Mitgliederschwund. Dabei hat es bis vor Kurzem nicht unbedingt nach einer Renaissance ausgesehen. Der ÖGB hat schwere Zeiten hinter sich - Stichwort Bawag-Skandal. Das Jahr 2006 würde man sowieso am liebsten aus der Chronik streichen: An die 50.000 Mitglieder kehrten der Gewerkschaft den Rücken. Im Jahr 2007 betrug der Aderlass noch ein mal 24.200 Personen, mit 1,247.795 Mitgliedern war ein Tiefpunkt erreicht. Dann kam auch noch Alfred Gusenbauer und demütigte die sozialdemokratische Gewerkschaftsfraktion: Per Präsidiumsbeschluss wurde verfügt, dass SP-Spitzengewerkschafter kein Nationalratsmandat innehaben dürfen.

Kraftprobe gewonnen. Wie die Kraftprobe ausging, ist bekannt: Gusenbauer ist Geschichte, sein Nachfolger Werner Faymann leitete umgehend die Versöhnung von Partei und Fraktion ein. Die Gewerkschaftschefs haben ihre Mandate wieder und ÖGB-Boss Rudolf Hundstorfer rückte sogar ins Amt des Sozialministers auf. Bei den EU-Wahlen kandidiert Evelyn Regner, die Chefin des ÖGB-Büros in Brüssel, auf Platz zwei der SP-Liste. Zur einstigen Stärke fehlt freilich noch so manches. Anton Benya etwa, der mächtige Altvordere des ÖGB, war 24 Jahre lang Gewerkschaftsboss (1963 bis 1987). Daneben war er zeitweise auch Nationalratspräsident in Personalunion und konnte nach Belieben den Takt der Politik vorgeben. Diese Zeiten sind vorbei. Auch bei den Mitgliederzahlen weist der Trend noch nicht nach oben: Die Zahlen für 2008 werden zwar erst beim ÖGB-Bundesvorstand am 18.Mai gelüftet, schon jetzt ist aber klar, dass wohl wieder ein Minus vor dem Saldo stehen wird. Immerhin bedeutet ja jeder Arbeitslose auch den Verlust eines (potenziellen oder realen) Gewerkschaftsmitglieds. Das Problem, wie eine Arbeitnehmerbewegung Arbeitslose vertreten kann, ist trotz manchen Anläufen ungelöst.

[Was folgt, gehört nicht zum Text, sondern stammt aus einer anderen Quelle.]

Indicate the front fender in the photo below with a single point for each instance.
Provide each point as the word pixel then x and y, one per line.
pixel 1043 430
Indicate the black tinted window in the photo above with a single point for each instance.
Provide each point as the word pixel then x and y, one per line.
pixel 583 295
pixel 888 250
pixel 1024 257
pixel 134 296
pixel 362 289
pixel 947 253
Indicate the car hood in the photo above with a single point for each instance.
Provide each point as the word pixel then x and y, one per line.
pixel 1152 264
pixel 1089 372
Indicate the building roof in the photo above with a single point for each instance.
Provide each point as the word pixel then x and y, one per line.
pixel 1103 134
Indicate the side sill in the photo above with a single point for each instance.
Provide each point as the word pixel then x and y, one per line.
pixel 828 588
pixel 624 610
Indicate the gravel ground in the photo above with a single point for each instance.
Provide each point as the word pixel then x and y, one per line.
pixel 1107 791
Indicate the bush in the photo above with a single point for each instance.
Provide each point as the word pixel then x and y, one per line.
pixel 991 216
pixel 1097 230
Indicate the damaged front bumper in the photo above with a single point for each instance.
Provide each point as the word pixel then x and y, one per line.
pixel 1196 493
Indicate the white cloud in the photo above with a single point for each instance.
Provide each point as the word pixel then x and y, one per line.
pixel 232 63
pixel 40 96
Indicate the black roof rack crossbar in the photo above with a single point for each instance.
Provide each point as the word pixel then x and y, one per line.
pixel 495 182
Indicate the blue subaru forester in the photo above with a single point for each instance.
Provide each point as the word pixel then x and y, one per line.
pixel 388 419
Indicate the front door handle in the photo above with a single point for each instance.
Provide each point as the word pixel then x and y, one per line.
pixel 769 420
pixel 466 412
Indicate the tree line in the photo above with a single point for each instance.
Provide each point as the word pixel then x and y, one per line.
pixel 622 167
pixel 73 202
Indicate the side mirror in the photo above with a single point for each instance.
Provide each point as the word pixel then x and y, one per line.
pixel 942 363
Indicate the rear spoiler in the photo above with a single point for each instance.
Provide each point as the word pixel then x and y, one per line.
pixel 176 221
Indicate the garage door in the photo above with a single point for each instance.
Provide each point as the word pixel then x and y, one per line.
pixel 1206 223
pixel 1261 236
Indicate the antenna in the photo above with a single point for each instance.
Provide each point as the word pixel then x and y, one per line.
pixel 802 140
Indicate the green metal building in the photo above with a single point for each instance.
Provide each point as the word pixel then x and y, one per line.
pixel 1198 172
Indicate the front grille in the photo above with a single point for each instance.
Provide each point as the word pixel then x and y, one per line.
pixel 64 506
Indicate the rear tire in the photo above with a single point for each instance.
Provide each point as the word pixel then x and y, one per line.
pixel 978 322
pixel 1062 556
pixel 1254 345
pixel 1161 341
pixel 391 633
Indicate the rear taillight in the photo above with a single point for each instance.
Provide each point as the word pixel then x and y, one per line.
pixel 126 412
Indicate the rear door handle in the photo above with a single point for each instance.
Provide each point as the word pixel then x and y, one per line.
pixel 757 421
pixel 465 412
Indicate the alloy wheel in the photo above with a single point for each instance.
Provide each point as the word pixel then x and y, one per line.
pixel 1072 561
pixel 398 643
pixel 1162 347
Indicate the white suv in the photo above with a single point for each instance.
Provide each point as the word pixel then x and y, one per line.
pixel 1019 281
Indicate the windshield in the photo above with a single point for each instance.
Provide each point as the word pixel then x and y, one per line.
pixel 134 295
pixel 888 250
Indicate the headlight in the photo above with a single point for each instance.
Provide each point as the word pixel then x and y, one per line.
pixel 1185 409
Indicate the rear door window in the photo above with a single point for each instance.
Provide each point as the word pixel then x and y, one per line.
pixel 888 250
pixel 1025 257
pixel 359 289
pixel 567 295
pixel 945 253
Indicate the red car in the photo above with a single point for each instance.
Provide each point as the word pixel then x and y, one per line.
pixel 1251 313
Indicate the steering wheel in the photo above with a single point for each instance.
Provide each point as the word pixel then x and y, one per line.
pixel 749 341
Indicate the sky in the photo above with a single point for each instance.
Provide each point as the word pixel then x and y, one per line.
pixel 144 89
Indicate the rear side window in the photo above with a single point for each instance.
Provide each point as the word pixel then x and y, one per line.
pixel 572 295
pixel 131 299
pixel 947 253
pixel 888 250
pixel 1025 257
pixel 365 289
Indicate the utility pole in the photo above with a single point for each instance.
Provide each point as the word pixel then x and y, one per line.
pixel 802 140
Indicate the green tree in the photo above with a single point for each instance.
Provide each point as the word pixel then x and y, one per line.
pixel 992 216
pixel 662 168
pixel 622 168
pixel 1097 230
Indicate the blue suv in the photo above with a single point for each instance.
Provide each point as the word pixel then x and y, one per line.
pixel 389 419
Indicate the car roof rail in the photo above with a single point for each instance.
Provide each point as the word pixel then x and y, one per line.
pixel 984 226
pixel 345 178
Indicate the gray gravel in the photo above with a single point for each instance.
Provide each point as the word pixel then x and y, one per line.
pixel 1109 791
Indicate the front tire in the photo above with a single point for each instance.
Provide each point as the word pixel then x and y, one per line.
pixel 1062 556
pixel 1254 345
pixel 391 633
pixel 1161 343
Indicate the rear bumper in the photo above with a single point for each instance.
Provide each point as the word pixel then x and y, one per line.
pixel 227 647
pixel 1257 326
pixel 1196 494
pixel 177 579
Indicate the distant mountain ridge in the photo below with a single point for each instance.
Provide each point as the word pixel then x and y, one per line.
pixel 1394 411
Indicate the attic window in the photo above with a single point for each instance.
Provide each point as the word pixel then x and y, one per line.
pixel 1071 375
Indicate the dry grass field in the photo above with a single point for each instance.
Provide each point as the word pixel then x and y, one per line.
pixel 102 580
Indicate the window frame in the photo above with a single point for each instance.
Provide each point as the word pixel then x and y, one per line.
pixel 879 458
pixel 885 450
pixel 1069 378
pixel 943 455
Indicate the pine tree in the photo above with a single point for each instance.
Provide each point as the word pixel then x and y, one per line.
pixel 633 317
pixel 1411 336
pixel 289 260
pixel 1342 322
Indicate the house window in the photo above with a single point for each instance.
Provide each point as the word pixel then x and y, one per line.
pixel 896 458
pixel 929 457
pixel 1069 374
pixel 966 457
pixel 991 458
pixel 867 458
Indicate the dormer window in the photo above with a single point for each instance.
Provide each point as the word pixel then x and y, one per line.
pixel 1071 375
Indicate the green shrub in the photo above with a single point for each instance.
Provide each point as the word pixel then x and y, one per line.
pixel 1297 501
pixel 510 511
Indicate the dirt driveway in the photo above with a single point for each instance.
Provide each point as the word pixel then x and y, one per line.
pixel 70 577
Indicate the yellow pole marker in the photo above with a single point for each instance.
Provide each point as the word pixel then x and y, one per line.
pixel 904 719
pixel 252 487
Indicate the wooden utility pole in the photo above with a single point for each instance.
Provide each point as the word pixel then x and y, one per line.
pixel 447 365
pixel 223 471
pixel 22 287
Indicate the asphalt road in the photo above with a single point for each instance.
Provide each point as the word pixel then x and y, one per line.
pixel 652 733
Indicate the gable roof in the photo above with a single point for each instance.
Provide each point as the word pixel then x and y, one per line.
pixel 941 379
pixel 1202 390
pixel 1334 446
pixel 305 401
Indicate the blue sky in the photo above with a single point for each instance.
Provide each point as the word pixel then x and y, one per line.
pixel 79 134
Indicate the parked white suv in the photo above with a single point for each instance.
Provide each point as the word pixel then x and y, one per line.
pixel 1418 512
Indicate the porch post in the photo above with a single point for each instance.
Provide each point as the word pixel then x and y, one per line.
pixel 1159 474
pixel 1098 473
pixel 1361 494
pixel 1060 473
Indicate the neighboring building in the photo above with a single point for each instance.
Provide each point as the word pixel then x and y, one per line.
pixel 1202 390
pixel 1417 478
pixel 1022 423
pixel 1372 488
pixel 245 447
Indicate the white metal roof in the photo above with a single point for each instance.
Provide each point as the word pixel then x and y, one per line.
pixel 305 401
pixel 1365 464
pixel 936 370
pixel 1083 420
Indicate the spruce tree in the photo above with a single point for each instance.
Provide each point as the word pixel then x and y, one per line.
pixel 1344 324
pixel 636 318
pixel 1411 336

2.000 Unterschriften. Wieder intakt scheint dagegen die Mobilisierungskraft der Gewerkschaft zu sein. Und das nicht nur bei Demonstrationen. Ende März wurde beispielsweise von fünf Gewerkschaften eine Initiative zur Schaffung einer Arbeitsstiftung für Zeitarbeiter gesetzt. Bis gestern hatten 2.097 Menschen unterschrieben - immerhin.